# Rabitting



## tigger959 (Mar 31, 2008)

Am putting window frames around external windows on a shed I'm building. I need to rabbit the 1x4s because of the window edges. Problem is that I need a bit that will rabbit the edge 1" wide. Can this be purchased or do I need to set up the table saw?


----------



## Quillman (Aug 16, 2010)

If the work is unassembled then set the router table for 1" east/west.
WOuld use a straight bit here, something around 3/4 - 1" cutting diameter.
No need for rabbeter.


----------



## tigger959 (Mar 31, 2008)

Okay, I'll admit my ignorance. What do you mean by east & west? I have a benchtop type router table (Skil) The pieces are unassembled and I do know how to recess the table guide so the board & bit will be set to 1" if that's what you mean.

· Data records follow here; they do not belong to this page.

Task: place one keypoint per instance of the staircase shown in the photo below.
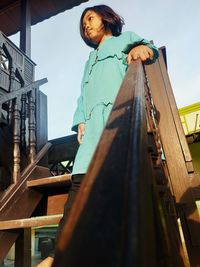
(137, 197)
(37, 199)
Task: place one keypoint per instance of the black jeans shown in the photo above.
(76, 183)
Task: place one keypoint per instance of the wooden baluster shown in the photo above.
(16, 141)
(23, 122)
(11, 88)
(32, 127)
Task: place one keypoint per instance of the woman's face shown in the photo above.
(93, 27)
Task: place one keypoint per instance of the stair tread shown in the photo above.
(30, 222)
(58, 180)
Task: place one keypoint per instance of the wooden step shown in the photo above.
(30, 222)
(53, 181)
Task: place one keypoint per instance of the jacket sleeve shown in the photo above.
(79, 115)
(133, 40)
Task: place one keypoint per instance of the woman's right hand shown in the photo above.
(81, 132)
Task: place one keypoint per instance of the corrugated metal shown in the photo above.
(40, 10)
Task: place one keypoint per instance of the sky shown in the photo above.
(60, 53)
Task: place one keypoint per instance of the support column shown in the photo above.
(25, 29)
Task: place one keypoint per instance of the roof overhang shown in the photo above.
(40, 10)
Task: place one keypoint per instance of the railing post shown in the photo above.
(16, 141)
(10, 109)
(32, 127)
(23, 121)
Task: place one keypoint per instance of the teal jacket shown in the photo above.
(104, 72)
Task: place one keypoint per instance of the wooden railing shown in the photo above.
(124, 213)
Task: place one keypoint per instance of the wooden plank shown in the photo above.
(55, 204)
(172, 147)
(30, 222)
(23, 249)
(167, 128)
(22, 90)
(174, 111)
(60, 180)
(107, 225)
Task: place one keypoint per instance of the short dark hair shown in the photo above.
(111, 20)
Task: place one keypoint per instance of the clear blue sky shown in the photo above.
(60, 53)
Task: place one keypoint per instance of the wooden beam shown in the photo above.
(30, 222)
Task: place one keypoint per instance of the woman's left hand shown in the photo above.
(142, 52)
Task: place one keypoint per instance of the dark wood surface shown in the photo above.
(112, 220)
(177, 155)
(30, 222)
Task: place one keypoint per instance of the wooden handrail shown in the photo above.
(112, 221)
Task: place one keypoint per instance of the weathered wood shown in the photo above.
(32, 128)
(30, 222)
(55, 204)
(16, 143)
(23, 122)
(108, 225)
(23, 248)
(25, 27)
(174, 149)
(22, 90)
(174, 111)
(60, 180)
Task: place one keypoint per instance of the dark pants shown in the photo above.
(76, 183)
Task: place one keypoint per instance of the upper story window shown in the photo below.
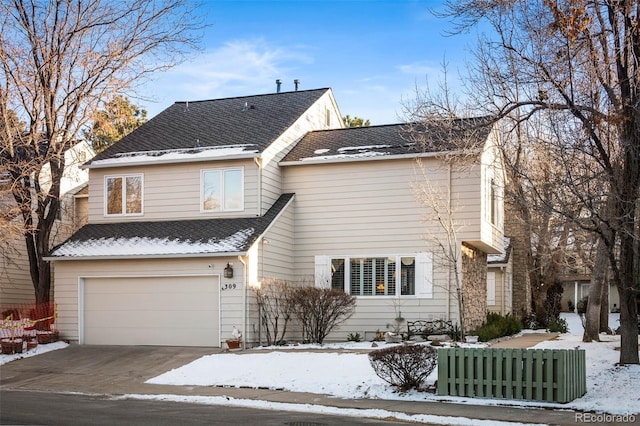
(123, 195)
(222, 190)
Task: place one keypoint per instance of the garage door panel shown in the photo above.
(178, 311)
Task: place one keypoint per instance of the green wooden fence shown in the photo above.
(555, 375)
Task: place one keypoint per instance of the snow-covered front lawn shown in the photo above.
(610, 389)
(342, 373)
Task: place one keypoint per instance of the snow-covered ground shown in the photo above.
(610, 389)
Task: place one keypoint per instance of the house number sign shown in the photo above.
(229, 286)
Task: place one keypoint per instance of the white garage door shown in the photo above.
(168, 311)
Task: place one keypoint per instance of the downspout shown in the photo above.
(244, 301)
(449, 269)
(258, 161)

I'll then purchase the necessary bit to cut out the 1" x 3/8" wide rabbit(?)/cutout.

Thanks for the idea!


----------



## derek willis (Jan 21, 2009)

Use a rabbett cutter, make a pass at the required depth and when you have done all the pieces, make another after raising the cutter, so very safe and simple, no sticking or jumping problems as with a large straight cutter.


----------



## Quillman (Aug 16, 2010)

Crummy answer to be sure.
You router table fence: Move it back so the distance from the fence to the diameter of the cutter = 1.0". Matters not what the diameter of the cutter is, but the bigger the better for this heavy duty cut.


----------



## derek willis (Jan 21, 2009)

Quillman said:


> Crummy answer to be sure.
> You router table fence: Move it back so the distance from the fence to the diameter of the cutter = 1.0". Matters not what the diameter of the cutter is, but the bigger the better for this heavy duty cut.


Yeah, that's appreciated.


----------



## tigger959 (Mar 31, 2008)

Thanks to both of you for helping me regarding this.


----------



## stuartwatson (Jun 13, 2011)

not too sure pal 
have seen large bit around 
will endeavour to remember where asap 
remind me in 24 
stuart
england


----------



## Phil P (Jul 25, 2010)

tigger959 said:


> Am putting window frames around external windows on a shed I'm building. I need to rabbit the 1x4s because of the window edges. Problem is that I need a bit that will rabbit the edge 1" wide. Can this be purchased?


Hi Tigger

I know one firm in the UK who can supply one, Wealden Tool. The item is their T1717-1/2 large rebate cutter. I've had one of these for a while and it will do what you need with the appropriate bearing (TB209 - 25.5mm rebate, or 1in in "Imperial" measure _sic_). There must be someone in the USA doing a similar large rebate cutter, circa 2-3/8in diameter with exchangeable bearings, as this one is probably manufactured in Israel (Wealden don't make their own stuff). A *word of caution* about this cutter - it really does need a "3HP" (1800 watt) 1/2in router with variable speed as *it must run at 12,000 to 16,000 rpm for safety* - despite that it is possible to use this cutter hand held. I'd recommend taking multiple passes to get the required depth.

I'm sure that BobJ will be along presently to give you a US supplier - as he says, whatever we can get in the UK you in the USA can get cheaper

Regards

Phil


----------



## bobj3 (Jan 17, 2006)

1 pc 1/2 Sh 1-3/4" Diameter Bottom Cleaning Router Bit | eBay

=======



Phil P said:


> Hi Tigger
> 
> I know one firm in the UK who can supply one, Wealden Tool. The item is their T1717-1/2 large rebate cutter. I've had one of these for a while and it will do what you need with the appropriate bearing (TB209 - 25.5mm rebate, or 1in in "Imperial" measure _sic_). There must be someone in the USA doing a similar large rebate cutter, circa 2-3/8in diameter with exchangeable bearings, as this one is probably manufactured in Israel (Wealden don't make their own stuff). A *word of caution* about this cutter - it really does need a "3HP" (1800 watt) 1/2in router with variable speed as *it must run at 12,000 to 16,000 rpm for safety* - despite that it is possible to use this cutter hand held. I'd recommend taking multiple passes to get the required depth.
> 
> ...


----------



## stuartwatson (Jun 13, 2011)

u get sorted then buddy ?

stuart 

england


----------



## Abhishek123 (Jul 19, 2011)

*h*

thanks


----------